Thursday, 12 September 2013

Garston Reads - events at the Library

The Friends of Garston Library invite you to one or all of a series of evenings for lovers of literature.

Each evening involves a talk by an author or authors and a chance to ask questions.

And one of them involves a chance to read your own work.

On 19th September the focus is on crime and detective fiction, with guest speaker Martin Edwards.

On 17th October the topic changes to local history, with guest speaker Mike Axworthy

And 21st November is poetry evening, with guests from the Dead Good Poets Society.

Each event is free (including refreshments) and runs from 6pm to 8 (with the talks scheduled to start at 6 30). Each takes place at the Library on Bowden Road, Garston.

The poetry event includes a chance for you to read your own poems.  If you want your poem to be considered, please let the Friends of Garston Library have it by 21 October.  You can e mail it to

or bring it along to one of the earlier events.  (If you are e mailing please put POETRY in the subject line).

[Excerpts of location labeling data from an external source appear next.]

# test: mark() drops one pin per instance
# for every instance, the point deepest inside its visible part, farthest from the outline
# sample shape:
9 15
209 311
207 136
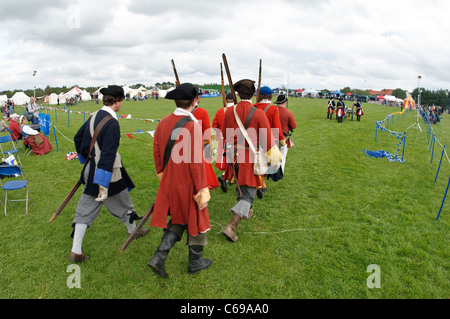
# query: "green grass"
313 234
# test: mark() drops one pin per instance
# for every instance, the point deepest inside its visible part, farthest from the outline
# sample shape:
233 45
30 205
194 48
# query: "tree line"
428 97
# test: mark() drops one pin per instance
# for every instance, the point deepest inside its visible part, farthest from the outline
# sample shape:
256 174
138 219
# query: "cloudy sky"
303 44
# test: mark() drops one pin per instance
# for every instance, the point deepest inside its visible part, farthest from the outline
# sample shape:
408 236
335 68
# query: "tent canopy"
20 98
409 102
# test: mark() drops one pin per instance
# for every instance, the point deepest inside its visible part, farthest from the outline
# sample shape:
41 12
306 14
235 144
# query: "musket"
177 80
77 185
230 82
137 229
68 198
223 87
259 82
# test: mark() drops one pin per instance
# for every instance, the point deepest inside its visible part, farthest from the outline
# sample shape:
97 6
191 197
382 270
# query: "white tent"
85 96
390 98
311 92
3 99
100 95
20 98
53 99
74 91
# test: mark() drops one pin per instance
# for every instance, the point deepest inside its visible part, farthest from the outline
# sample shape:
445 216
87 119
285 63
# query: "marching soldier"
183 193
217 126
271 111
359 110
340 111
240 164
331 108
106 180
203 119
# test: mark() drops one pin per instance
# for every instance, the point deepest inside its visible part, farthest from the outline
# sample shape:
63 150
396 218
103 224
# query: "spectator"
39 144
14 127
4 124
32 108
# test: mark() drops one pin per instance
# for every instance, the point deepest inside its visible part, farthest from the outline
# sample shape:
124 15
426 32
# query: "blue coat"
108 142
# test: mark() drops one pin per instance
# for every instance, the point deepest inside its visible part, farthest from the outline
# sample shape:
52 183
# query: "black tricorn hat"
281 99
113 90
245 86
184 91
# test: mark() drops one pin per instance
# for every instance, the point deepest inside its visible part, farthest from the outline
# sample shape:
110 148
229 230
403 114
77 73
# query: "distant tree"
399 93
346 90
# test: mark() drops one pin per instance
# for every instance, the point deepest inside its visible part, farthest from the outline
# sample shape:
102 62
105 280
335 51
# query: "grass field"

The Friends look hope to see you there!

Greenhill Road planning

A new application's come in for work at the West Farm Hotel on Greenhill Road.  There's been a bit of a delay on this one because of some detail the Council didn't have or hadn't received.

Anyway it's all ready for comments now.

You can look at the application at this link. Applications On-Line&TYPE=PL/PlanningPK.xml&PARAM0=865113&XSLT=/PlanningExplorer17/SiteFiles/Skins/Liverpool_WIP/xslt/PL/PLDetails.xslt&FT=Planning Application Details&PUBLIC=Y&XMLSIDE=/PlanningExplorer17/SiteFiles/Skins/Liverpool_WIP/Menus/PL.xml&DAURI=PLANNING

The deadline for on line comments is 26 September.

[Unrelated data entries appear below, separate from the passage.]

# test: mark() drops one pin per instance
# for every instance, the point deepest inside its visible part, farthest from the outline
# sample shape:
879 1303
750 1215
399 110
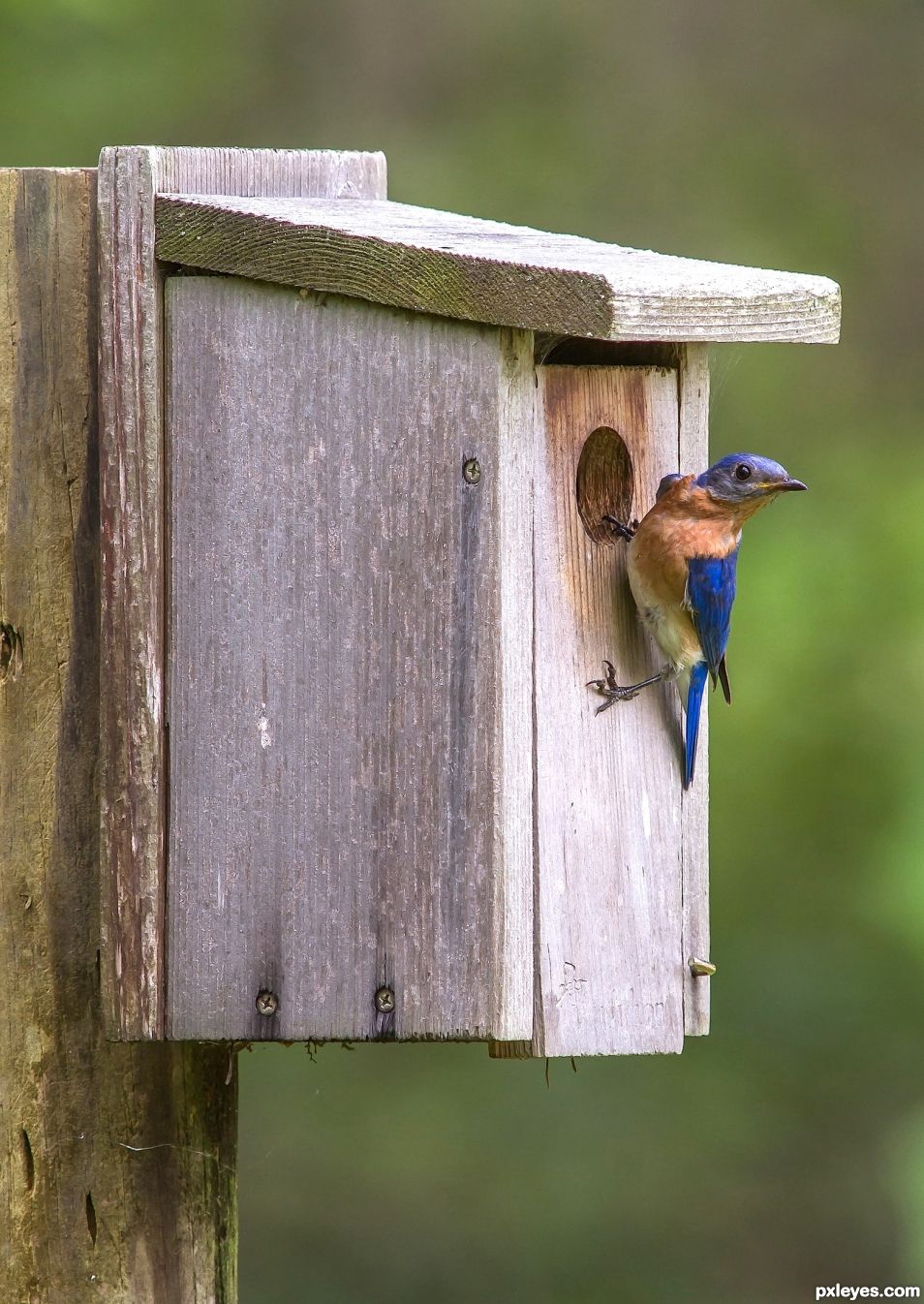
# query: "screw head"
700 968
471 471
385 1001
267 1003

Wednesday, 4 September 2013

Grants on offer for local groups

A couple of deadlines are coming up for local groups or organisations who want to apply for grants for projects.

The Cressington Community First fund, which gives grants for activities in Cressington or benefiting people from Cressington has a deadline of 20 September.  Cressington ward includes quite a bit of L19 and a smaller bit of L18.  There's a website which has application forms and guidance which you can find at
The website also has some articles on projects given money in the past, which might help you see if your idea is likely to get funded.
(Ignore the information on the website about the May deadline.  This will be updated but it doesn't affect the fact you can apply by 20 September and use the form from the site)

There's also a fund run by Liverpool Mutual Homes which gives money for projects in areas with LMH tenants.    The deadline for this one is 13 September.  You can find the form at (its the one called CIF).  This then goes back to LMH electronically or it can be dropped into their reception.

Sunday, 1 September 2013

Greenhill/Melbreck residents association

We'll be having our AGM on 1st October.  I'll post more details soon but meanwhile if you live in the Greenhill Road and Melbreck Road area and are interested in getting involved, do please save the date.

UPDATE: The venue will be the Heath Hall Social Club on Heath Road.  The time: 7pm.

Get involved in community radio - South Liverpool

Next month a temporary community radio station will be broadcasting from and to South Liverpool.

Based at ESLA in Garston, the project is designed to give local people a chance to take part in broadcasting as well as to provide some interesting local content.

There's free training for anyone wanting to get involved in making some local programmes.

If you're interested, and live in South Liverpool, please contact

The station is due to start on 14 October and broadcast for 12 days but obviously there's lots of training and prep that has to happen first.